ここは着地が見えた瞬間にそのまま着地しており、読者の予想を一歩も裏切らない。しかも「見つめ続けていくだろう」「小さな物語」で、観察の具体がまた抽象に逃げ、読み終わりが薄まっている。
その行為が、微かな波紋のように静かに広がり、やがて特定の地域に深く定着していったのだ。まるで、目に見えない空気の伝播のように。
「微かな波紋」「目に見えない空気の伝播」は、意味を深めたように見えて何も増やしていない、生成文の定番比喩である。比喩が対象を照らさず、単に“文学っぽさ”の煙幕として働いている。
ある時には、少しだけ心許ないような、しかし確かな繋がりをそこに見出す人もいるだろう。
この一文は、言い切る責任を避けるために「ような」「人もいるだろう」を二重に置いている。自分で見出したのか、一般論をそれらしく置いたのかが曖昧になり、文の腰が砕ける。
夏の日差しがわずかに残る廊下で、その白い紙片は妙に目についた。
「夏の日差しがわずかに残る廊下」は雰囲気先行で、実景の手触りがない。共用廊下の材質、熱気、段ボールのへこみ、テープの剥がれ方のような、本当に見た者しか書けない抵抗感が抜けている。
その一枚一枚が、過去の対面での挨拶に代わる、新しい形のコミュニケーションを形作っているように見えた。

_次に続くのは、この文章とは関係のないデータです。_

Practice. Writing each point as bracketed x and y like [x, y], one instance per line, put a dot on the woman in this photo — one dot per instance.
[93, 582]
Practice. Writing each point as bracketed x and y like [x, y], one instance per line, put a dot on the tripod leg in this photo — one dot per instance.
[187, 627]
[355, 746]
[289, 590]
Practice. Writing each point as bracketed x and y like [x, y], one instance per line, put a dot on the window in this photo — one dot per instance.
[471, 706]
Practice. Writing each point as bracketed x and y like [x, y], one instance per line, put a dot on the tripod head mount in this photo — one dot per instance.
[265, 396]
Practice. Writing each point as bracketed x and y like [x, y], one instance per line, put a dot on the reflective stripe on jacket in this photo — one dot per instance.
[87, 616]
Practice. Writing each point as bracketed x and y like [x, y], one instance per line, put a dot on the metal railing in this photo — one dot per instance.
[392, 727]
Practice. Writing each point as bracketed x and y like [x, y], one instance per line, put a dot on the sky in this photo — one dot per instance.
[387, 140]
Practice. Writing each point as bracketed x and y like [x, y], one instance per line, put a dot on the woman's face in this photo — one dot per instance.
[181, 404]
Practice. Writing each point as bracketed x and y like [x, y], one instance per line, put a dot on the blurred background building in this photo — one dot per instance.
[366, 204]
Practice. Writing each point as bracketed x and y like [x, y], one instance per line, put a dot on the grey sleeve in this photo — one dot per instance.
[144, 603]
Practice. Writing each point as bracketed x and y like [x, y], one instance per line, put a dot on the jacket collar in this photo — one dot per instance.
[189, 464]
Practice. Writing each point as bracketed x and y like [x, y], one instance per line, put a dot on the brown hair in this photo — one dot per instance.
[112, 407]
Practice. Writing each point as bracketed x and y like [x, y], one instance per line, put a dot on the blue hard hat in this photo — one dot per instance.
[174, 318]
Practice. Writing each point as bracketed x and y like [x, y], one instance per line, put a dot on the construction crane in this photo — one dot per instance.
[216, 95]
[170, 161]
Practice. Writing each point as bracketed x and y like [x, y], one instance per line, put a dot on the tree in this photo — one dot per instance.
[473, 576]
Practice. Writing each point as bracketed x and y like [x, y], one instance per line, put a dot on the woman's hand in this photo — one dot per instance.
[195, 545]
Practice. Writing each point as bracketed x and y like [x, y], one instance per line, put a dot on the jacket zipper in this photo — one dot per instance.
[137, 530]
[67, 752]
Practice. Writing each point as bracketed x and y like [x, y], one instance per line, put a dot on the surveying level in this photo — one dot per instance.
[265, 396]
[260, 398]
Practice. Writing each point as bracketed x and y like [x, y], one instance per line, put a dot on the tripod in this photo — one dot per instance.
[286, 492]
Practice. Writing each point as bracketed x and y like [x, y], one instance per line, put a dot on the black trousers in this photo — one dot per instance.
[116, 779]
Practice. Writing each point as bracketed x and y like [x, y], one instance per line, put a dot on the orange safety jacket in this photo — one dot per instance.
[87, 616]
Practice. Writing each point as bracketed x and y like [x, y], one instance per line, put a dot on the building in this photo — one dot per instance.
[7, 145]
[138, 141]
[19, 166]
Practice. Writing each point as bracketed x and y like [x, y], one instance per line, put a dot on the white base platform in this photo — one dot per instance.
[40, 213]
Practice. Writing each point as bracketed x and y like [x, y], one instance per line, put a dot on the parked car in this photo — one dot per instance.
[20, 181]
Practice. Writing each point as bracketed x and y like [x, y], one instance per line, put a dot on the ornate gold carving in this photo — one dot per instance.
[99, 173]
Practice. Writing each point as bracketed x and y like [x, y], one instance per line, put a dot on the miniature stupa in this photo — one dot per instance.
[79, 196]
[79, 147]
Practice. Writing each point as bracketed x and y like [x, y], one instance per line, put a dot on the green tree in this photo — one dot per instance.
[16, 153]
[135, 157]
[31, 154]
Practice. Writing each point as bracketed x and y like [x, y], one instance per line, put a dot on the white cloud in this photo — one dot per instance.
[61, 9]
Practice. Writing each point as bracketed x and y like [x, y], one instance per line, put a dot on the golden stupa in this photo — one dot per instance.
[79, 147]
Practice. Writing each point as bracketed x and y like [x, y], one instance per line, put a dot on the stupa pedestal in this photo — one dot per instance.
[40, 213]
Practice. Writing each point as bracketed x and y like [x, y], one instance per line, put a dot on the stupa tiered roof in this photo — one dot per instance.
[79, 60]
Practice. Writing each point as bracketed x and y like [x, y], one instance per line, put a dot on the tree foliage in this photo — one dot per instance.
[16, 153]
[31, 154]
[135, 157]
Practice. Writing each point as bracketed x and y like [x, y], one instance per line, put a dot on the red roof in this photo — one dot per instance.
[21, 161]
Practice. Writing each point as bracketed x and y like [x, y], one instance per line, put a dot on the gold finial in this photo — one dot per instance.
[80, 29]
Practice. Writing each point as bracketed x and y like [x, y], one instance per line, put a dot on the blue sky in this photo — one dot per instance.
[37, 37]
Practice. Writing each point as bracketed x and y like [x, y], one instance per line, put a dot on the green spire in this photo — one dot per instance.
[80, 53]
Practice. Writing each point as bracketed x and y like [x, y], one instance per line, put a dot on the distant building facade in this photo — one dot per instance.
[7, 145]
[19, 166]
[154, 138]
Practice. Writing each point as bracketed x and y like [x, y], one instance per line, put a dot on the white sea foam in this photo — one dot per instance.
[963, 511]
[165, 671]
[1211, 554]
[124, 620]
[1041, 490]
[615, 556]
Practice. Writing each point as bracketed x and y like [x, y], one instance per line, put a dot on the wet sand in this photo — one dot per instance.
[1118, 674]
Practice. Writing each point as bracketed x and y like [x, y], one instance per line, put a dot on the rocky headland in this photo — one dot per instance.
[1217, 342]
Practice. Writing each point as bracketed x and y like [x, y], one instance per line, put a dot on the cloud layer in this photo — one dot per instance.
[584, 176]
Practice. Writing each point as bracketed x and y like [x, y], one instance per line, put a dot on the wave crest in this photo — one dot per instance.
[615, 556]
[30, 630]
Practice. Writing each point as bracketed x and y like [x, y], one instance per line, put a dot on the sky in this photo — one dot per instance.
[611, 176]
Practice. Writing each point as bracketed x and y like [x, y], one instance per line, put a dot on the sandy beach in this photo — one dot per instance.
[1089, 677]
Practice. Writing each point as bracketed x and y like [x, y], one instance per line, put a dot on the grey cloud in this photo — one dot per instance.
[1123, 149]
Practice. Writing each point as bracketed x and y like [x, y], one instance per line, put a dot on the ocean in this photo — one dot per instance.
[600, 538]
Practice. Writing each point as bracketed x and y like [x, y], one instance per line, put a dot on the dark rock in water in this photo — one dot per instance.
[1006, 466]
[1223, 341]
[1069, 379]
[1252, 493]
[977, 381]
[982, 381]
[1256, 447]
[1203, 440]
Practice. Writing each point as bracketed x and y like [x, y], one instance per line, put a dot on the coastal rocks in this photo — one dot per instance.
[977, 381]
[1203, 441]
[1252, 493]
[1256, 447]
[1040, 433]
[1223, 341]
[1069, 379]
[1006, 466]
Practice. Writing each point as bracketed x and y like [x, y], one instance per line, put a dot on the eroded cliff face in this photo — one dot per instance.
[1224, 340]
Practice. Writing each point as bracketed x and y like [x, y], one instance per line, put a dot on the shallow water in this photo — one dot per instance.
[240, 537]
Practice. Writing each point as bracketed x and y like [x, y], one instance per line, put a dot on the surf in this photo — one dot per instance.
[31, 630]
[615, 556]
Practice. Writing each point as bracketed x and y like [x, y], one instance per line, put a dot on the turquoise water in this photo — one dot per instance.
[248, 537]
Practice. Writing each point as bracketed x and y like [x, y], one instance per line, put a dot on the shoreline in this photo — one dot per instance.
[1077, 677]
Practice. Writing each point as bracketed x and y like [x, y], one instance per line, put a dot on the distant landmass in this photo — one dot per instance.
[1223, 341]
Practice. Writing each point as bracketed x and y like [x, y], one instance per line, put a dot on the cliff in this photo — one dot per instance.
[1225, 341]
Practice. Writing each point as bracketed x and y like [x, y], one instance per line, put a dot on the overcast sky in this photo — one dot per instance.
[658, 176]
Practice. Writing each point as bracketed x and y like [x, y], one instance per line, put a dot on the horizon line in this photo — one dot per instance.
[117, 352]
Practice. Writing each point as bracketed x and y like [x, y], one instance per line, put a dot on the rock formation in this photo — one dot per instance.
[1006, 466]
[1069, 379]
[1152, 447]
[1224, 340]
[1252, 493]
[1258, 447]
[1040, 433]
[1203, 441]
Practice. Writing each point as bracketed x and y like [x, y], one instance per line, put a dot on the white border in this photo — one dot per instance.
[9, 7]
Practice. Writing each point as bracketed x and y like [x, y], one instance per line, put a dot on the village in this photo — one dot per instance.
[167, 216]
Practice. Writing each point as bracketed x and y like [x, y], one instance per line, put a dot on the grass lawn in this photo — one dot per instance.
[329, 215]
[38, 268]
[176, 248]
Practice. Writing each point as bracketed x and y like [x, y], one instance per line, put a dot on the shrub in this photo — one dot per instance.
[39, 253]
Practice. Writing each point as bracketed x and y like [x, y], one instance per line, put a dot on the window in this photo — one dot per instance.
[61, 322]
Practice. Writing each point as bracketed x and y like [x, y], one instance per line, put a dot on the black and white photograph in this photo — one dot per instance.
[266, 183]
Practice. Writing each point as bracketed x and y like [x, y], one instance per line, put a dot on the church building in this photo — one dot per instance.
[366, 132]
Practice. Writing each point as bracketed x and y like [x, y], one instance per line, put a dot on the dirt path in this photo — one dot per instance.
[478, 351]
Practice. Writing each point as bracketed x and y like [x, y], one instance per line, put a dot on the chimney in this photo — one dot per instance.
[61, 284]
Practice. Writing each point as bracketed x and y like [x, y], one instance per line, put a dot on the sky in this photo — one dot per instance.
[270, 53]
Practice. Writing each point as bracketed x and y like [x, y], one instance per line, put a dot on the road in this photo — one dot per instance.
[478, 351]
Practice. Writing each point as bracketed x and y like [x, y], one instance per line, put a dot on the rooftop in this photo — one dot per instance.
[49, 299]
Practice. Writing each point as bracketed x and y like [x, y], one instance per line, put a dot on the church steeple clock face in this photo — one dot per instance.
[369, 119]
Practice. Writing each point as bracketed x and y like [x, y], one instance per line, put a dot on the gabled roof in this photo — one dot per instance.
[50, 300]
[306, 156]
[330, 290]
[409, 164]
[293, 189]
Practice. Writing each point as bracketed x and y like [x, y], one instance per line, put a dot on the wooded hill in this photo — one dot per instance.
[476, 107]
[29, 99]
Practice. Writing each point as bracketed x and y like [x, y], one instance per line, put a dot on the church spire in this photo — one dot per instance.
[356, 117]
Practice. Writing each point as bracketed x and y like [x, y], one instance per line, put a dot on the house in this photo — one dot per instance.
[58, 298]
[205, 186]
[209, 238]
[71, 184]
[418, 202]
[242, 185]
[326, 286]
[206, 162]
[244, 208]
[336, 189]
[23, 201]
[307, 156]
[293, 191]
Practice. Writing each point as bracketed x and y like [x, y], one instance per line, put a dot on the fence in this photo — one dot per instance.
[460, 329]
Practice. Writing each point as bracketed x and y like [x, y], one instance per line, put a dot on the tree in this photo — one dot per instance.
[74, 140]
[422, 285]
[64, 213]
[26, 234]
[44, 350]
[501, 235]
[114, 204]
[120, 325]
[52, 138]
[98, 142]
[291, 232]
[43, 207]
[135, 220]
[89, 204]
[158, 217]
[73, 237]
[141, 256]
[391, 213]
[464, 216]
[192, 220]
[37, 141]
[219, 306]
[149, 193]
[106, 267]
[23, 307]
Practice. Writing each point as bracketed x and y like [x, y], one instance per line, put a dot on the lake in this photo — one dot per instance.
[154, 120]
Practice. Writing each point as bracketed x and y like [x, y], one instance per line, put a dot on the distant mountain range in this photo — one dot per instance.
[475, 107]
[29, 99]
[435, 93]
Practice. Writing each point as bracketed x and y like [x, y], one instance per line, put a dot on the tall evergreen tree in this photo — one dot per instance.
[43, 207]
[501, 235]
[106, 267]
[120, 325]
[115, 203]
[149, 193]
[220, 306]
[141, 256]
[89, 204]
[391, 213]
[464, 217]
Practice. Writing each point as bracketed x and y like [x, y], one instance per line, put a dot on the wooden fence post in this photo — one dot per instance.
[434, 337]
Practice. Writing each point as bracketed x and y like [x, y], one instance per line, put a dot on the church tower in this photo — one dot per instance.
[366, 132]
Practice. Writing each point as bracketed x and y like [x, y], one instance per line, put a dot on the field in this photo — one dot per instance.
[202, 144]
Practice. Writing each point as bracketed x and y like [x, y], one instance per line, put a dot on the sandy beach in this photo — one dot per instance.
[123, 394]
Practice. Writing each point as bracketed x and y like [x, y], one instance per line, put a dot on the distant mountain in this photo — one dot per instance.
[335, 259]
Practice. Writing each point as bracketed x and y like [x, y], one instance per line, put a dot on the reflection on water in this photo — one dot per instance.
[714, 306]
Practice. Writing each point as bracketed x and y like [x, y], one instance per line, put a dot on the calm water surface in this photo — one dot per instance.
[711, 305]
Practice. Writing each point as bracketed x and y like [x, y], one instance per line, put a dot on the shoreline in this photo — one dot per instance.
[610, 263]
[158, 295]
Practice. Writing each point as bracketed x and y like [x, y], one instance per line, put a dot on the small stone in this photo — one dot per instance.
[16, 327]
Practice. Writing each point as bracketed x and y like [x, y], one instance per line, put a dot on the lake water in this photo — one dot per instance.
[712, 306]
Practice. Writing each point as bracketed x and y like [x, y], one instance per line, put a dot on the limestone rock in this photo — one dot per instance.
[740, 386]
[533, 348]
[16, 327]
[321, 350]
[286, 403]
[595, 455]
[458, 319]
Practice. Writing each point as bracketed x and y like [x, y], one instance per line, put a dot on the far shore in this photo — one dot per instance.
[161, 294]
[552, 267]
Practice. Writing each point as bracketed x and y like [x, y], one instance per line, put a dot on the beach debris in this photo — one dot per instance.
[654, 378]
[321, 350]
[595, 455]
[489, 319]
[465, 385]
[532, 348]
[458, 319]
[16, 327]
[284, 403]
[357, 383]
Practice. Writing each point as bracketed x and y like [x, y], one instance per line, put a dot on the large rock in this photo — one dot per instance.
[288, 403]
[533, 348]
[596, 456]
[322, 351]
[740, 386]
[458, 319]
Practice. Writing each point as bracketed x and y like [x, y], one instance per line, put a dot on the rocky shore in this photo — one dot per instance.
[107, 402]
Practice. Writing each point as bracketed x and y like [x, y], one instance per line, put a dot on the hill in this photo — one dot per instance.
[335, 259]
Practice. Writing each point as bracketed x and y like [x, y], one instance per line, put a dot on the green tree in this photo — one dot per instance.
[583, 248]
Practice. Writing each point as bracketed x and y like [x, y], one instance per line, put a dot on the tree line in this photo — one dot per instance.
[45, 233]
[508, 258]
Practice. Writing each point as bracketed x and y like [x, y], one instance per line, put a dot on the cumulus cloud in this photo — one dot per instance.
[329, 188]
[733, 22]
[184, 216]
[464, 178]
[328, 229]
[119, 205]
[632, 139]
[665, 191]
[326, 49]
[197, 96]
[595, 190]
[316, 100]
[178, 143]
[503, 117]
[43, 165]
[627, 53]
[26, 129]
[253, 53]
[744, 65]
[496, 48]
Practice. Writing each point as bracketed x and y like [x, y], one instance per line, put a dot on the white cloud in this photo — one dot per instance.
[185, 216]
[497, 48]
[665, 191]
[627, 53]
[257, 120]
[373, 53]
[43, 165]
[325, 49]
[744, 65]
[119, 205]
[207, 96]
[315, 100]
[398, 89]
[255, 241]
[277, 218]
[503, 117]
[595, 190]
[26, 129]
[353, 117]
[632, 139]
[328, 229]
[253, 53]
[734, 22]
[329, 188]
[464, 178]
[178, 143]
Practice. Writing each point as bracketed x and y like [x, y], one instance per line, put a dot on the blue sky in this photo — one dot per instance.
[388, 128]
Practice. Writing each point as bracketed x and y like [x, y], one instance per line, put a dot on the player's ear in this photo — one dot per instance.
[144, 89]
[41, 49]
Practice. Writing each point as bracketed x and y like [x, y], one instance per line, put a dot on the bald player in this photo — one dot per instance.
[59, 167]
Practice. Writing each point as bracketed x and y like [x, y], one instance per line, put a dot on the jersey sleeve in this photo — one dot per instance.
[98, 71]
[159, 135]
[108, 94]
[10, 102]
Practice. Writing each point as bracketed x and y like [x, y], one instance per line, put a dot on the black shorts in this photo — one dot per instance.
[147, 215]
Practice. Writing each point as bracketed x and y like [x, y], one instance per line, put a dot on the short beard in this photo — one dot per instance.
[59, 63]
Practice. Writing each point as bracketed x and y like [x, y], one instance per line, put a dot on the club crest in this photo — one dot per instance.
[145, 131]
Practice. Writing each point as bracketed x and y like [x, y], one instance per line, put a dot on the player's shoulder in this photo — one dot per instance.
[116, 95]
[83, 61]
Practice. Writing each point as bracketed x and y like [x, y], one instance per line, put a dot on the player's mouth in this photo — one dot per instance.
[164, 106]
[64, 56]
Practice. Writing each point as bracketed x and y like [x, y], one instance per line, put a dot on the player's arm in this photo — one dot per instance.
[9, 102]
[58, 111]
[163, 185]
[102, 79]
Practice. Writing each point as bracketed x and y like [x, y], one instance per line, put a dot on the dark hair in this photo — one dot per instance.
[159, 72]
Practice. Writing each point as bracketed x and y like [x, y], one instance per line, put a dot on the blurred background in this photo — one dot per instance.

ここで作者が意味を回収しすぎて、読者が考える余地を奪っている。付箋が挨拶の代替なのか、監視の痕跡なのか、業務の過剰適応なのか、その揺れこそ面白いのに、早々に「新しい形のコミュニケーション」と要約してしまった。
冷たい段ボールの表面に、かすかな温もりを添えている。
段ボールと付箋に「冷たさ/温もり」を何度も背負わせるので、象徴が自然に立つ前に押し売りに見えてくる。物に意味を宿らせるのでなく、意味を貼っているのはむしろ作者の側である。
その行間には、見えない思いが確かに詰まっている。
これは宅配付箋でなくても、喫茶店のレシートでも、古本の書き込みでも、そのまま使えてしまう。対象固有の発見ではなく、感じのよい汎用文に落ちているため、この作品の代替不可能性を削いでいる。
ソノダマリ(マンションポエム国際比較調査員)
この肩書きと三人称の「ソノダ」は、文章の甘さを先回りで愛嬌に変えるためのキャラ印として機能している。最後も万年筆と観察者ポーズで締めるため、批評される前に「これはそういう味です」と自己赦免してしまっている。
残すべき核は、「置き配の付箋は、単なる業務連絡なのに、対面の名残まで帯びてしまう」という一点だけでいい。改稿では、比喩と総括を半分以下に減らし、実際に見た付箋の文面、字の癖、貼る位置、状況の不穏さや過干渉さまで含めて、意味を急がず並べるべきだ。特に「お子さん、玄関で寝てましたよ」は強いので、これを中心に、善意と侵犯が同居する不気味さへ掘るほうが、今の“やさしい回収”よりはるかに作品になる。